Speaking of Marley and Marley, on the original soundtrack for the film, there is an additional line in their song that doesn’t make it into the final cut:
“We’re Marley and Marley, And now it’s time to part To go back where they keep our kind, The wretched and the heartless The news we’ve shared has got you scared We’re glad that we got through So make amends (and make some friends!) The future’s up to you.”
3. The Unbearable Cuteness of Bean Bunny
The character of Bean Bunny was created as a bit of an in joke. The team at Muppets HQ consciously decided to create a character so sickly sweet that audiences would hate him. This is why he’s so poorly treated by almost everyone in the movie, and why there’s whole websites dedicated to how unbearable he is.
2. The (pork) Ribbing Continues
Speaking of bullying, according to the DVD commentary, the Cratchit daughters were added to the film for the sole purpose of allowing Steve Whitmire and Dave Goelz the chance to rib Frank Oz over the way he performed the Miss Piggy character.

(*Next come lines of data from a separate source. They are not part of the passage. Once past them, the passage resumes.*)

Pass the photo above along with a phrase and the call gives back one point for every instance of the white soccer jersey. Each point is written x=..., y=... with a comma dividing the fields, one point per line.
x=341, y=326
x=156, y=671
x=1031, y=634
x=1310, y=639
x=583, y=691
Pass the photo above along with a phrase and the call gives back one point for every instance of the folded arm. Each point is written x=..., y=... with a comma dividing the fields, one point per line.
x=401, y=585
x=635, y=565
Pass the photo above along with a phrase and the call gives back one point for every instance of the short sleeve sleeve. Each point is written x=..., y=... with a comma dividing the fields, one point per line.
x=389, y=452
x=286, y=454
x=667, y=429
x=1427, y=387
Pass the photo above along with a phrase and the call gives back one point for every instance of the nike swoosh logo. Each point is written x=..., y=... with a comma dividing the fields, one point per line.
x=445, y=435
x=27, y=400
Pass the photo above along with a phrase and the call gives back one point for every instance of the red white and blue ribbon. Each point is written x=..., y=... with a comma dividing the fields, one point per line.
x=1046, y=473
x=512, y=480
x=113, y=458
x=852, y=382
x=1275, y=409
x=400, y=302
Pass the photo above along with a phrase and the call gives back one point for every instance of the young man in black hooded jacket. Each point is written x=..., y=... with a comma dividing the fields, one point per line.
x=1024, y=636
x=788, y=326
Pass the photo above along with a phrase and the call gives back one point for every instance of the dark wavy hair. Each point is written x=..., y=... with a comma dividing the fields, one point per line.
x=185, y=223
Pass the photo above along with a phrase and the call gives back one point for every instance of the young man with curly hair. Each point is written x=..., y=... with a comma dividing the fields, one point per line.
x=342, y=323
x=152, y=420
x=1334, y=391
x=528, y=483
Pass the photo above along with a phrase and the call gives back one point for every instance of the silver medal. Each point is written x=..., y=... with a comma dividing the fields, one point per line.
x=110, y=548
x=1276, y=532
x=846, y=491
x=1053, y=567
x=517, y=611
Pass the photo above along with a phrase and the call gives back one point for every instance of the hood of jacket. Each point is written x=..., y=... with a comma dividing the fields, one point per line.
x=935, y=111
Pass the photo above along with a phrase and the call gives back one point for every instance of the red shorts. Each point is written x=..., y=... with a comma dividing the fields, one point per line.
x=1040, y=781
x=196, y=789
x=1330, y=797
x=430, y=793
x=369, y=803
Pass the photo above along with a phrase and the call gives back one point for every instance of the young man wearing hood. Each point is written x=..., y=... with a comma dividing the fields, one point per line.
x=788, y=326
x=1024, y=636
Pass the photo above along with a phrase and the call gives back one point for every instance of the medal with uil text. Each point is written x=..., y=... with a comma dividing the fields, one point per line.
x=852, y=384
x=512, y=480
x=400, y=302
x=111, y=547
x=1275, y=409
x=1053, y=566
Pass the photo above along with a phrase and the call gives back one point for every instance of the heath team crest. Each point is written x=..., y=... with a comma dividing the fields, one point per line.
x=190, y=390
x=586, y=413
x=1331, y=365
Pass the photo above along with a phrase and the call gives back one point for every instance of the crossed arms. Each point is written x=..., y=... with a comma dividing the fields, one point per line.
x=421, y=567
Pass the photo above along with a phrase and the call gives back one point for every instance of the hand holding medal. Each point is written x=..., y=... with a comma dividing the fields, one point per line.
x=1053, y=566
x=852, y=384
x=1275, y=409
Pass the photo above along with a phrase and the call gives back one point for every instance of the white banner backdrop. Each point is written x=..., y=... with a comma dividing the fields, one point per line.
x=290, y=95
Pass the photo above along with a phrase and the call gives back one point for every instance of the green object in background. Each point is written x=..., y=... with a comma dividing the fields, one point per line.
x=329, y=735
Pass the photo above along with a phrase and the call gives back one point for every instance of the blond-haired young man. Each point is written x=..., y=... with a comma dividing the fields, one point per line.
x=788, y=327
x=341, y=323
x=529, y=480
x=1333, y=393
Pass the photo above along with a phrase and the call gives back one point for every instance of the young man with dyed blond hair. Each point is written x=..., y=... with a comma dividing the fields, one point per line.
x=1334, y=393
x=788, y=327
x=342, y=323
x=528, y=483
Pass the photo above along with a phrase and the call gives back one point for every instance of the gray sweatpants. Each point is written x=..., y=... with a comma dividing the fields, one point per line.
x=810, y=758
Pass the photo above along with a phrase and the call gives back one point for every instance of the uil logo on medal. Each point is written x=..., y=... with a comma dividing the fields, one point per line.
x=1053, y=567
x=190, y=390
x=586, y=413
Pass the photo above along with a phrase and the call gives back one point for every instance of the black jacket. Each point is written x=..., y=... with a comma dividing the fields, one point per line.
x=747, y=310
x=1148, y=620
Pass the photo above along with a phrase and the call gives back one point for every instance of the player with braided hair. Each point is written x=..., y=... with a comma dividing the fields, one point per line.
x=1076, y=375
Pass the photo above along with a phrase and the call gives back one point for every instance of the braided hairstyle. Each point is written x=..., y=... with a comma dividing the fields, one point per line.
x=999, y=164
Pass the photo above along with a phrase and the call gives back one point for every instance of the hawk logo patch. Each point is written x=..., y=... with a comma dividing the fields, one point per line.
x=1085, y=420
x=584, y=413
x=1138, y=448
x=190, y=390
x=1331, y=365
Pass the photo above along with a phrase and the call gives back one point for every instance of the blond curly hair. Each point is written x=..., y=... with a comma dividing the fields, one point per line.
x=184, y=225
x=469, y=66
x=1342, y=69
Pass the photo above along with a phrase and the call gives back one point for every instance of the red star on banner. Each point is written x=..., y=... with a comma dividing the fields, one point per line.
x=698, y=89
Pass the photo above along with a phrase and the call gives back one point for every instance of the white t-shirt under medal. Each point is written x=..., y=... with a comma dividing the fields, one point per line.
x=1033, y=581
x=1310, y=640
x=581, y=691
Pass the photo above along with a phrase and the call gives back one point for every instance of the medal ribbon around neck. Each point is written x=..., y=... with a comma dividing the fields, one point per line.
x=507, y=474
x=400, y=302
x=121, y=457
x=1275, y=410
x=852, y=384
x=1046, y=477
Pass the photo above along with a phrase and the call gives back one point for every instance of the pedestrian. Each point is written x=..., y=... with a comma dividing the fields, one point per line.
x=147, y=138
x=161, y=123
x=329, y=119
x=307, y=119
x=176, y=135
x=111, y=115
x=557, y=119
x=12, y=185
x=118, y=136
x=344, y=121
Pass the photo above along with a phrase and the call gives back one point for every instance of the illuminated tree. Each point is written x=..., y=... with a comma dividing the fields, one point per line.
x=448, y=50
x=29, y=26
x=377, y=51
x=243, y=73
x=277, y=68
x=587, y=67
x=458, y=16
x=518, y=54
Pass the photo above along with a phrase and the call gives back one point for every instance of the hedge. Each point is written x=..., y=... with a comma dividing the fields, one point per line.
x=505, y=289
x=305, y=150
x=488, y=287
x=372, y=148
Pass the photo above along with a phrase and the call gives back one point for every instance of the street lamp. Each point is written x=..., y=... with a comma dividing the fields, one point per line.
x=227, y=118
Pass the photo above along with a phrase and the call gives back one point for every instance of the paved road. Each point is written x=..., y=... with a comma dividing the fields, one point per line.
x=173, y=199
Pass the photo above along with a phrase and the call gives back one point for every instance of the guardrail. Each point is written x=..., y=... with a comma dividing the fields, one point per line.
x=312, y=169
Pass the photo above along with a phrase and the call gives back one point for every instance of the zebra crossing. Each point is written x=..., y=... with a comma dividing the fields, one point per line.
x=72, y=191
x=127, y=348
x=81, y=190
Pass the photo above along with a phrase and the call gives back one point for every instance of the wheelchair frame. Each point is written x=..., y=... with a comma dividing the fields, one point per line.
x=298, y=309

1. Muppet Christmas Carol By the numbers
Disney had high hopes for the film, but it struggled to outperform other movies released at the same time, including Disney’s own Aladdin, and Home Alone 2. By the end of its domestic cinematic run, The Muppet Christmas Carol grossed a respectable $27,281,507 against a budget of $12 million. It’s no wonder they’re still considered a bankable commodity all these years later.